„Wir?“ Mike sah seinen Kumpel ungläubig an. „Vertrau mir, kein Scheiß, versprochen!“ Rocky stand auf und nickte Mike zu, dann ging er zur Tür.
Mike begleitete Rocky zur Tür um ihn mit einem Handschlag zu verabschieden. Dann sagte er: „18.30 Uhr geht in Ordnung.“ Anschließend schloss er die Tür, drehte sich um und da stand Gabi wieder hinter ihm.
„Ist er weg?“ fragte sie.
„Ja, komm her Süße.“ Gabi ging zwei Schritte auf Mike zu, blieb kurz stehen bevor sie den letzten Schritt auf ihn zutat. Er griff ihr mit der linken Hand an den Hinterkopf. „Ich hab einige Dinge zu erledigen. Tu mir einen Gefallen, in der schwarzen Vase im Wohnzimmer sind ein paar Euros, besorg ein bisschen was für den Kühlschrank. Dann mach dir einen schönen Tag. Morgen Abend um 21.00 Uhr bist du wieder hier, in Strapsen, String und BH, auf meinem Bett. Ich geb unten Bescheid, verstanden!“
„Verstanden!“ gab Gabi mit leuchten Augen wieder. Dann küsste er sie fest und innig. Seine Zunge schmeckte noch nach Kaffee, Milch und Zucker. Gabi genoss diesen tiefen Kuss. Sie fühlte sich wohl so nah bei ihm, obwohl oder gerade, weil er sie öfter hart anfasste.

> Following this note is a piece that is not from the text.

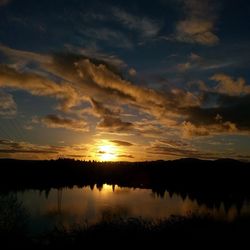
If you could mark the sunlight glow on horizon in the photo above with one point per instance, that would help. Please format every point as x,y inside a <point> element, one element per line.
<point>107,152</point>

Nachdem er nocheinmal geduscht hatte, zog Mike sich an und fuhr mit dem Aufzug in die Lobby. Unten angekommen stellte er fest dass heute Sebastian genannt „Peppi“ Dienst hatte. Peppi war ein Prospect der seit fast einem halben Jahr beim MC war. Der kleine war kaum größer als Gabi, hatte kurze braune Haare und eine kleine spitze Nase. Er wirkte wie ein Schüler, und es war im auch bewusst. Um als Badboy durchzugehen ließ er sich seine Arme tätowieren, weil er glaubte so wirkte er böse. Doch um wirklich als böse zu gelten bräuchte der kleine Kerl mehr als Tattoos, z.B.: ein paar Muskeln. „Hey Peppi!“ rief Mike als er den Aufzug verlies „Gabi die Schnecke von gestern ist noch oben in meiner Wohnung. Ich hab sie einkaufen geschickt. Wenn sie zurück kommt lässt du sie wieder rein, und morgen Abend auch, kapiert?“
„Ja, Mike. Kein Problem.“ war die prompte Antwort des Kleinen.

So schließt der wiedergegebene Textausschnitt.